Abstract

Gentle teaching and visual screening techniques have been used to control severe behavior problems in persons with mental retardation. An alternating treatments design was used to compare gentle teaching, visual screening, and a task-training condition in the reduction of the high-level stereotypy of 3 persons with mental retardation. Following a baseline phase, a task-training condition using standard behavioral techniques was implemented to establish the effects of training the subjects on the tasks. Results showed a modest decrease in stereotypy. This phase was followed by an alternating treatments phase in which visual screening, gentle teaching, and baseline conditions were compared. Both procedures were superior to the control condition in reducing stereotypic behavior, with visual screening being more effective than gentle teaching. When compared with data from the prior phase, gentle teaching was found to be more effective than task training for 2 subjects but less effective for the 3rd, whose stereotypy increased during gentle teaching.

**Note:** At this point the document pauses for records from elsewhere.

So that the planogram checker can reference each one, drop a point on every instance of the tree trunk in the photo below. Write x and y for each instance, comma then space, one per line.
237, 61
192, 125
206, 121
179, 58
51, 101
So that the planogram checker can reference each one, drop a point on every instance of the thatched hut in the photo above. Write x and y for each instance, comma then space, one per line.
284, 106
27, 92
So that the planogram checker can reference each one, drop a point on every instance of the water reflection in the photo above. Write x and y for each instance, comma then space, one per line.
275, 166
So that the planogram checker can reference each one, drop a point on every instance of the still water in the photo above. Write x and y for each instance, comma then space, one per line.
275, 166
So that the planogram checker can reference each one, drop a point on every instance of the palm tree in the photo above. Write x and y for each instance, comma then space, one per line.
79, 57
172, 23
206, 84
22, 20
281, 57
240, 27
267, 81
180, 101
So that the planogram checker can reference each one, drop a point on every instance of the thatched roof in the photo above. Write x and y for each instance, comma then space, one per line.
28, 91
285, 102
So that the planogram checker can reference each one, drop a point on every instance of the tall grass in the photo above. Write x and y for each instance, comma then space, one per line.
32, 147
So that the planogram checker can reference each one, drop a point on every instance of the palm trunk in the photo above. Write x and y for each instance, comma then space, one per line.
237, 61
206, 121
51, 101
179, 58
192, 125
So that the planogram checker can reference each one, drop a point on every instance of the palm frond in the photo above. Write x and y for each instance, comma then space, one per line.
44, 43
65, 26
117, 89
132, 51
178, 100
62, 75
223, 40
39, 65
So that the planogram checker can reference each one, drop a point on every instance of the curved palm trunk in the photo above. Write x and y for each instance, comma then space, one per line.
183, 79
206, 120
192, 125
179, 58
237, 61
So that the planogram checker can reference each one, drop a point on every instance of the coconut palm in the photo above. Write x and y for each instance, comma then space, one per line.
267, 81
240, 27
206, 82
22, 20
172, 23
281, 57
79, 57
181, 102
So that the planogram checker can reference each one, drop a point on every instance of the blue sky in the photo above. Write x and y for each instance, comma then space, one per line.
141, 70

Two succeeding phases in which visual screening was implemented across two and then all three daily conditions reduced stereotypy further to near-zero levels. An additional phase with 1 subject demonstrated that the treatment effects of visual screening were easily replicated across therapists. Mixed and idiosyncratic changes in collateral behaviors occurred. For example, "bonding," the goal of gentle teaching, occurred at the same low levels under both treatments, contrary to the predictions of gentle teaching's proponents. The results indicate that gentle teaching may not be the universal treatment of choice for stereotypy its proponents suggest, and that it requires further empirical evaluation.